BANTEN, BacainD.com – Tangisan seorang ibu pecah di ruang sidang Pengadilan Negeri Serang, Banten, Kamis (20/11/2025), saat hakim membacakan vonis 2 tahun 4 bulan penjara untuk santri senior yang terbukti melakukan kekerasan fisik dan asusila terhadap B (14), santri di Pondok Pesantren Daarul Ishlah.

Putusan ini dianggap terlalu ringan oleh keluarga korban, yang menilai keadilan belum ditegakkan bagi sang anak yang harus menanggung trauma seumur hidup.

Kuasa hukum keluarga korban, Mohammad Hariadi Nasution, SH., MH., CLA., C.Med, menyayangkan keputusan hakim yang menurutnya lebih mengutamakan masa depan pelaku daripada penderitaan korban.

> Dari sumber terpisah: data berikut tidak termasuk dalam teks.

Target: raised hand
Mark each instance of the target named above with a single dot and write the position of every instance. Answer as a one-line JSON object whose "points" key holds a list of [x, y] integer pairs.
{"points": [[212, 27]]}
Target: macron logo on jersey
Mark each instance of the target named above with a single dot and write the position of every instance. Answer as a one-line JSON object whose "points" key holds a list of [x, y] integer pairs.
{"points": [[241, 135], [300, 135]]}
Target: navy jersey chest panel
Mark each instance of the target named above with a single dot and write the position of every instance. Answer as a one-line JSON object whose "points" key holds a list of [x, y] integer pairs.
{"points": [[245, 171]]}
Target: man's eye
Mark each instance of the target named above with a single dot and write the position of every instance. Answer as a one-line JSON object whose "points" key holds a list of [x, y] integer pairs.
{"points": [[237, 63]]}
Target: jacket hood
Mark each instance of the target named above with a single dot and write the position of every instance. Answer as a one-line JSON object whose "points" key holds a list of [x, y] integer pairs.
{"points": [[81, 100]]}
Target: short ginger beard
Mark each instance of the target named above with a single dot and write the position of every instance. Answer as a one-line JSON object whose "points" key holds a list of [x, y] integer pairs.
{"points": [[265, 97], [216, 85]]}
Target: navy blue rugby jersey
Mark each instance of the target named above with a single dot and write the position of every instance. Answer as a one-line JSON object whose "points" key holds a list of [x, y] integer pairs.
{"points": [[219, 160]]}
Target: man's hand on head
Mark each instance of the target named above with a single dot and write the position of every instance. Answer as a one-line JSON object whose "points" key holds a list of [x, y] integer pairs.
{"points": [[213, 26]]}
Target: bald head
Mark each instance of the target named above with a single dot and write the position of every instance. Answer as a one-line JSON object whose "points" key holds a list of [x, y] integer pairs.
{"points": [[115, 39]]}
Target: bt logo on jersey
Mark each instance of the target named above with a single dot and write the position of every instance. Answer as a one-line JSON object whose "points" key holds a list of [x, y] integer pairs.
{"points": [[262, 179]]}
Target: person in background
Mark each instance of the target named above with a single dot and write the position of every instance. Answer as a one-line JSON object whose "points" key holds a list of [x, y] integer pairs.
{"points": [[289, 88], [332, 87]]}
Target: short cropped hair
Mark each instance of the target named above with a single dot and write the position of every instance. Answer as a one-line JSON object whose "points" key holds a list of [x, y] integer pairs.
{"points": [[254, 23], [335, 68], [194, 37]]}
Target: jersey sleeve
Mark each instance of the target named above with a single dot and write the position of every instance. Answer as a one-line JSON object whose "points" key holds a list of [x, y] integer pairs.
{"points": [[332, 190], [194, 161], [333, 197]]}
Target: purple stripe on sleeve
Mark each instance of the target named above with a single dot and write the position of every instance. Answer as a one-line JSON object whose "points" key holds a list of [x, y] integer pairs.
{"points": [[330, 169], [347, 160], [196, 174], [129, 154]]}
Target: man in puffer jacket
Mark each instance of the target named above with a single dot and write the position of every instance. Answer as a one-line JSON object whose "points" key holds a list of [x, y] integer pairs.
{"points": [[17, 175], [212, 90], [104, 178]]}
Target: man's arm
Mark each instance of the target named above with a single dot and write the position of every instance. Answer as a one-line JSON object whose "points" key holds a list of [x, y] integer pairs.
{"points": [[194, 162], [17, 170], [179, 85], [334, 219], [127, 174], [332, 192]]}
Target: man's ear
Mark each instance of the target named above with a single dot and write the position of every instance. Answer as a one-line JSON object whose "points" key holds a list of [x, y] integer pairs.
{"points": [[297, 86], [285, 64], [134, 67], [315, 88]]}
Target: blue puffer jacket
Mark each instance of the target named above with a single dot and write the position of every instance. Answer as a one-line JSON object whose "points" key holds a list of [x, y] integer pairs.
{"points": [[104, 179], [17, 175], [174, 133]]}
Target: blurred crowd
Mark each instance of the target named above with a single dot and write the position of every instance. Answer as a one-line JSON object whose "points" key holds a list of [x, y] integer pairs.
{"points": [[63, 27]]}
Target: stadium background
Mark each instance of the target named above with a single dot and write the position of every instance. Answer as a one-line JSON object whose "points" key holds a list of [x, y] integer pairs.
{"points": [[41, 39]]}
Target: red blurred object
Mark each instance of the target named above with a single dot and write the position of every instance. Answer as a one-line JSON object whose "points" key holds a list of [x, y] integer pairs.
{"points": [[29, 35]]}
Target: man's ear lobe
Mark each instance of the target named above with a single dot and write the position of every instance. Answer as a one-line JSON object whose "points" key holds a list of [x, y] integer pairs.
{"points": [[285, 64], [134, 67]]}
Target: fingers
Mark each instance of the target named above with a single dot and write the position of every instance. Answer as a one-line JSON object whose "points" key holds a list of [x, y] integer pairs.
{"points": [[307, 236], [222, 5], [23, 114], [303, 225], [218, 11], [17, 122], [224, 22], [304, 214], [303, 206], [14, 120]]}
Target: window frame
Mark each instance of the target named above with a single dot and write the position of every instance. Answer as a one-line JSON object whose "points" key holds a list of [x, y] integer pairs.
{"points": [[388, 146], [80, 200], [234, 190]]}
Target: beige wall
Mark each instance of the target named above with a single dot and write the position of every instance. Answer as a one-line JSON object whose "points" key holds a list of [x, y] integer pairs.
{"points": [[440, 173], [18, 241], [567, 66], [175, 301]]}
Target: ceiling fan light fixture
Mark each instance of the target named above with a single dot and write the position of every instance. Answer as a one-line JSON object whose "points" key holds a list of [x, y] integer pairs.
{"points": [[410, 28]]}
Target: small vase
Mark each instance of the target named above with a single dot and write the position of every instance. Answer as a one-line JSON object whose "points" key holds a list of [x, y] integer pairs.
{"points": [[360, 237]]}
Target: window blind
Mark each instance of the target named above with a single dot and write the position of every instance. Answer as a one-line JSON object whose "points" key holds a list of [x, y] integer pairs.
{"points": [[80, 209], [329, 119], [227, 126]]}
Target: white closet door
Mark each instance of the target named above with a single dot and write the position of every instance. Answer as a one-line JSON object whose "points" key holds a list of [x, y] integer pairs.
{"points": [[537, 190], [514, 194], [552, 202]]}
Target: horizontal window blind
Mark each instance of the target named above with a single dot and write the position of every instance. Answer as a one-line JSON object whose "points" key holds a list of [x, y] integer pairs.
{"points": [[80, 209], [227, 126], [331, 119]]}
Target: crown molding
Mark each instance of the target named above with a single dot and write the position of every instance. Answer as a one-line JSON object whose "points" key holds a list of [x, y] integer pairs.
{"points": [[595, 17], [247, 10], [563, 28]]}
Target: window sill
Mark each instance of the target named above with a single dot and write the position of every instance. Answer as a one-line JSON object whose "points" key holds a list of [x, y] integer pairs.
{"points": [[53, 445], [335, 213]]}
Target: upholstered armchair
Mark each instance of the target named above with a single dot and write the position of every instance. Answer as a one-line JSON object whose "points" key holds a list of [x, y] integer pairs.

“Kalau JPU menuntut 3 tahun, hakim memutus 2 tahun 4 bulan. Pertimbangannya terlalu memihak pada masa depan pelaku. Sementara perkembangan psikologis korban, penderitaannya, tidak dipertimbangkan dengan serius,” ujar Hariadi.

Ia menekankan bahwa korban, yang telah mengalami pemaksaan dan penganiayaan berulang, seharusnya mendapatkan perhatian serius dari sistem peradilan.

“Korban ini harus direhabilitasi, harus bangkit lagi secara psikologis dan pendidikan. Kerugiannya bukan sehari dua hari, tapi seumur hidup. Keputusan ini terasa berat sebelah,” tegasnya.

Kekecewaan yang sama dirasakan ibu korban, S (42), yang menuturkan bahwa pondok pesantren sama sekali tidak menunjukkan itikad baik sejak kasus ini mencuat.

“Dari pihak pondok tidak ada etika untuk menemui kami. Saya minta ketemu pimpinan saja tidak pernah direspons. Padahal anak saya mengalami kekerasan di tempat mereka,” ujarnya sambil menahan tangis.

Kasus ini bermula ketika B mengalami serangkaian kekerasan fisik dan pelecehan seksual sejak 2023 oleh beberapa kakak tingkat di pesantren.

Dari kekerasan fisik, cekikan, hingga tindakan asusila, trauma yang dialami korban memaksa B berhenti mondok dan melanjutkan pendidikan melalui program paket.

Upaya klarifikasi ke pesantren pada Januari 2025 menemui jalan buntu, bahkan keterangan pondok kepada Kementerian Agama berbeda dari pengakuan korban.

“Banyak keterangan yang tidak sesuai. Pesantren cenderung menutupi kasus ini,” kata S.

Meski Jaksa menuntut hukuman 3 tahun, putusan hakim yang lebih ringan membuka peluang langkah hukum berikutnya.

Kuasa hukum korban menyatakan keluarga masih mempertimbangkan opsi banding untuk menegakkan keadilan.

“Saya akan terus mencari keadilan untuk anak saya. Saya tidak akan berhenti di sini,” tegas S, suara mantap namun sarat emosi.

Hingga berita ini diturunkan, pihak Pesantren Daarul Ishlah belum memberikan tanggapan.